I-70 sucks. Oh, the road is okay. The pain and suffering comes from uncooperative drivers. It reminds me of something my grandpappy told me once. He said, “Son, get outta my way!” Those words hang with me, especially as Erifnus and I attempt to share the road with drivers who suffer from stubbornness or unawareness. Especially today.
Driving east past Oak Grove, we moved into the left lane to get around slow traffic. No luck. The passing lane had become a mobile dam, the driver ahead of us had no interest in yielding to our superior speed. It was then that Erifnus reminded me of the road-clearing tactic graciously supplied by the highway department. When a car edges to the shoulder stripe on an interstate, its tires hit a corrugated rumble strip that makes them roar like a foghorn. The rumble strip alerts dialers and texters and sleepy drivers that they’re running off the road.

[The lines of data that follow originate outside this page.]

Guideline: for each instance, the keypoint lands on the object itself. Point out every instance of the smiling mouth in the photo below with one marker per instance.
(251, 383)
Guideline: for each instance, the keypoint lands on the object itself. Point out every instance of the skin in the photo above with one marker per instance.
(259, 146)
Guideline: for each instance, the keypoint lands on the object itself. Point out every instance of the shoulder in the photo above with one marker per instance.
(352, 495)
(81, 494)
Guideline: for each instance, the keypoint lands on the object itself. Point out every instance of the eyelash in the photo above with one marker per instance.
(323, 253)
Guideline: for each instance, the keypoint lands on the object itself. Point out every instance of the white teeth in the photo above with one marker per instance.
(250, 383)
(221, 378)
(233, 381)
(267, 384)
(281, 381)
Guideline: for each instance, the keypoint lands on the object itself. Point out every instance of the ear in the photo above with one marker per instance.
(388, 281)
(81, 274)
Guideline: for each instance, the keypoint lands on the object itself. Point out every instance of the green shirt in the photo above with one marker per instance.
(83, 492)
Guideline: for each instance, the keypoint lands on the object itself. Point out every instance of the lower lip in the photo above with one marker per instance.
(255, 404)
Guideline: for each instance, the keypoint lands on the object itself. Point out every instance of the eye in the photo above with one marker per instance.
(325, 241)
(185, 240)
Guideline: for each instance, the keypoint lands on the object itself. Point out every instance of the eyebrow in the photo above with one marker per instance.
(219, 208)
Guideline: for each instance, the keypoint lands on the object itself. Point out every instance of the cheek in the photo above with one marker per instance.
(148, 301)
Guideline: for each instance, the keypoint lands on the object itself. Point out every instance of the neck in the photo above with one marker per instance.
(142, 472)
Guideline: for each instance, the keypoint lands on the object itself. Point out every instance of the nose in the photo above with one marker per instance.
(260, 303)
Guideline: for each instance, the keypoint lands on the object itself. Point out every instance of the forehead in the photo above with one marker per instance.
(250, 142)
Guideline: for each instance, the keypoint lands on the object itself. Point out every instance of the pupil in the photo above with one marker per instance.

Erifnus likes it for a different purpose. If we’re stuck behind a car in the passing lane, whether it’s a lane hog or a cellular hellcat, Erifnus instinctively edges toward the shoulder stripe, where the tires play the corrugated highway strip like a tympani. The noise annoys cell phone talkers, who oblige grudgingly and get out of the way so they can once again hear their phone conversation. The noise even unnerves most left lane hogs, who eventually relinquish the lane because they’re unsure of my next move. Hey, I’m not a speed demon, and I’ve only rarely been described as dangerous. I observe the rules, mostly. One of those rules instructs drivers to stay in the right lane except to pass.